The 12 people are among 20 registered voters whose claims of residency at 196 Alps Road, the address for the Beechwood shopping center.
The multiple uses of that single address attracted the attention of the Athens-Clarke County Board of Elections office during its most recent “street audit,” a process by which elections officials ensure that individual voters are assigned to the correct combination of local, state and federal electoral districts.
Unlike a similar story in Minneapolis last year, there doesn’t seem to be any allegation that these registrations are improper; rather, the County is working through the process of investigating and resolving the registrations at issue:
Elections officials don’t suspect anything nefarious in the residency claims, surmising that the voters use the mailbox services at the UPS Store in the shopping center, and used that address rather than the required residential address on their voter registration forms.

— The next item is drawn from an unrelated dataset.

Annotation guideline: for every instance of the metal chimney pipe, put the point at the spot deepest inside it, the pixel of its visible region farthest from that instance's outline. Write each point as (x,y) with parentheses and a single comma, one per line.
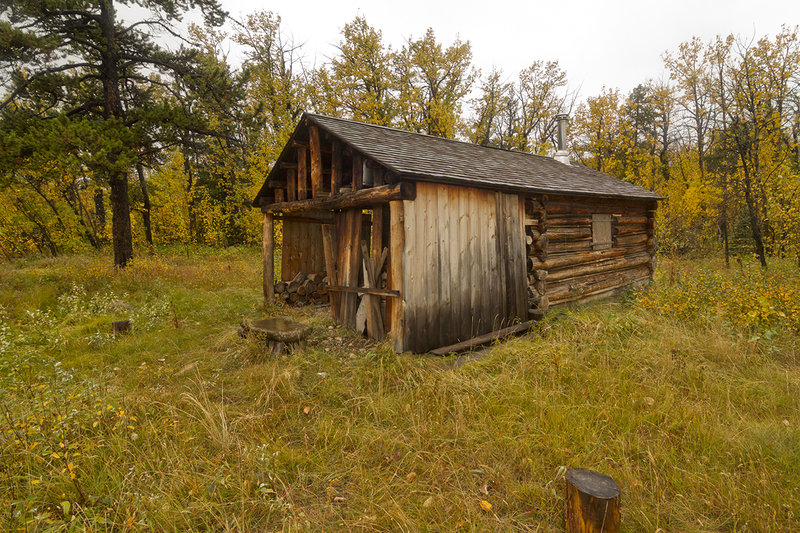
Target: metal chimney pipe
(562,154)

Athens-Clarke County Elections Supervisor Gail Schrader acknowledged last month that votes could have been cast by the people claiming the 196 Alps Road address, because there would not necessarily have been any way for poll workers to differentiate it from a residential address, but she also noted that the small number of voters involved would not have had any effect on election results.
Last month, the elections board sent letters including a new voter registration form to the 20 voters, and at Tuesday’s board meeting, Schrader said eight of the cases had been resolved, most of them through voters simply changing their registration addresses.
In one case, elections officials discovered that the voter was a convicted felon, who was subsequently dropped from voter rolls, and in another case, a registration was canceled because the voter had been inactive for some time.
Schrader went on to tell the board Tuesday that additional letters had been sent to the 12 voters whose situations remain unresolved.
Given the storm that is re-gathering nationally over election policy – as it inevitably does in the run-up to a presidential election – I still think stories like this one are important for a few reasons. First, they illuminate how local election boards constantly deal with challenges like this in the day-to-day conduct of their duties. Second, they demonstrate how much of this work ends up being done without litigation and/or partisan rhetoric. And finally, stories like Athens’ are proof that election administration operates outside of the whirl of policymaking and litigation that so often grabs the headlines.
Athens-Clarke’s “UPS problem” may seem like small stuff when compared to other headlines – but as we’ve seen time and again in this field, there is no small stuff when it comes to managing elections.